There is no way to conclusively solve the puzzle except by re-examining both all reported plant HZs and cases of plant hybridisation where no HZ was reported, a task that is out of reach. However, a review of the literature for possible factors, based on both plant peculiarities and the ideas and practices of plant and animal scientists, may give clues to the big picture. Nevertheless, the proposed possible causal factors are non-mutually exclusive working hypotheses. With this approach, our conclusion is that the causes underlying the scarcity of recorded plant hybrid zones, despite the propensity of plants to hybridise, are most likely multifactorial. The potential factors listed above are likely to be complementary, partially overlapping and interacting. Factors such as the ‘botanical’ perception of hybridisation, which would be probably supported by a majority of botanists over decades, apply to most cases, and thus the weight of this factor in explaining the puzzle is high. Others may be more case-dependent. Looking at the features of plant hybrid zones collected or inferred by Abbott (2017)—and from the features we looked at additionally—it seems that there are no absolute regularities, either in general or in relation to the type of hybrid zone. However, considering the biological features that influence hybridisation, where plants have been reported to be more or less different from animals, the best-case scenario for departing from a classical HZ structure may involve weaker postzygotic than prezygotic barriers (Lowry et al. 2008; Widmer et al. 2009; Baack et al. 2015) and environmental-dependent selection. The latter was emphasised by Arnold (1997) and supported by several studies (Johnston et al. 2001; Rieseberg et al. 2003; Pinheiro et al. 2010; Jacquemyn et al. 2012). In scenarios that include these two features and a moderate seed dispersal capacity, even hybrid genotypes that are less fit than parental species in their close proximity and habitat would have improved chances of survival in non-close proximity and/or different habitats. Such scenarios could lead to dispersed spatial structures, close to the mosaic zone model that Abbott (2017) concludes is the most frequent in his review, to the ‘evolutionary novelty model’, or —depending on the frequency of successful hybrid genotypes— to no HZ at all, and would also fit Harrison’s (1993) notion of diffuse plant HZs.

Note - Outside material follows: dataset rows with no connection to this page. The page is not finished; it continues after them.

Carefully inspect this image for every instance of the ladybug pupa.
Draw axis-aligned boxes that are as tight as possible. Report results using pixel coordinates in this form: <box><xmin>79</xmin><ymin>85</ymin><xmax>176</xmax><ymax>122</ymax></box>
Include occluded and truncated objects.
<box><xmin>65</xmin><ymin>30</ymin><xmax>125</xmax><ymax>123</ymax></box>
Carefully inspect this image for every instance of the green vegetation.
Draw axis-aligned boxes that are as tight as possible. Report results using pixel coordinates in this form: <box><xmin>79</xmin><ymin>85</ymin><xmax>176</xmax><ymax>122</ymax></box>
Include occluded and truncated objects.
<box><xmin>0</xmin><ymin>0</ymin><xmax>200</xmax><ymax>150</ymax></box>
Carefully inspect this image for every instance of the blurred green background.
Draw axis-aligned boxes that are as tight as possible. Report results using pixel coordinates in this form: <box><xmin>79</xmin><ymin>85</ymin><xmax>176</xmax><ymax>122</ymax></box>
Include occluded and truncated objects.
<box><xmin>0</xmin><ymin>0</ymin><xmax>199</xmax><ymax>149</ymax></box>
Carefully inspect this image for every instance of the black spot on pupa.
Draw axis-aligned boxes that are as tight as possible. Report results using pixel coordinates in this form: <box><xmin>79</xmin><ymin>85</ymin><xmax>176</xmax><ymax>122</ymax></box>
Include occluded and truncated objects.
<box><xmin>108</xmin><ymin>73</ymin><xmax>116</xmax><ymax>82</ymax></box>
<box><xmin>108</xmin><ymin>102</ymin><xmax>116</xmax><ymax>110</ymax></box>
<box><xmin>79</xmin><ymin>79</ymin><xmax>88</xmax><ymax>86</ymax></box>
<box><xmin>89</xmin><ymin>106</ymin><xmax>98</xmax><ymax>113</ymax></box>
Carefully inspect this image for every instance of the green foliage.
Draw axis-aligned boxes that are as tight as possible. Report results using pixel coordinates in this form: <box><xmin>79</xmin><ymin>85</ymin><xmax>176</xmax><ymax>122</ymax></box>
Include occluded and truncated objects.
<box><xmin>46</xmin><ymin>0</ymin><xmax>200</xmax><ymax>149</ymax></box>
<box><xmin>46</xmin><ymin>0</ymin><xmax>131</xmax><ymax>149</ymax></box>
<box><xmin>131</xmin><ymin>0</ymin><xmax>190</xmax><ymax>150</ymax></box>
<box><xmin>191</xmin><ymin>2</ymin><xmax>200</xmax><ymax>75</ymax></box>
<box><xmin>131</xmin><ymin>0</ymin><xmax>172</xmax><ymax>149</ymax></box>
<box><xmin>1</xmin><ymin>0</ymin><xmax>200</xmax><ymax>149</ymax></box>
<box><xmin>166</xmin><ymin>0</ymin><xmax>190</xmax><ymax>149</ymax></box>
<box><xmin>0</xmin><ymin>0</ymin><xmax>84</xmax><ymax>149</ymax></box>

Beyond this possible scenario, it is difficult to generalise further causes for the puzzle discussed here. With the exception of a few plant groups in which HZs have been studied in detail (e.g., Helianthus, Iris, Mimulus, Picea, Populus, Quercus, Senecio), the information provided in studies is insufficient to investigate the involvement of possible causes for the puzzle. Therefore, even though some plant features suggest that plant hybrid zones are less common than animal hybrid zones, we cannot at this point conclusively reject the null hypothesis that the low number of plant hybrid zones is an artefact, and we encourage future studies to address this issue in the light of forthcoming more comprehensive data.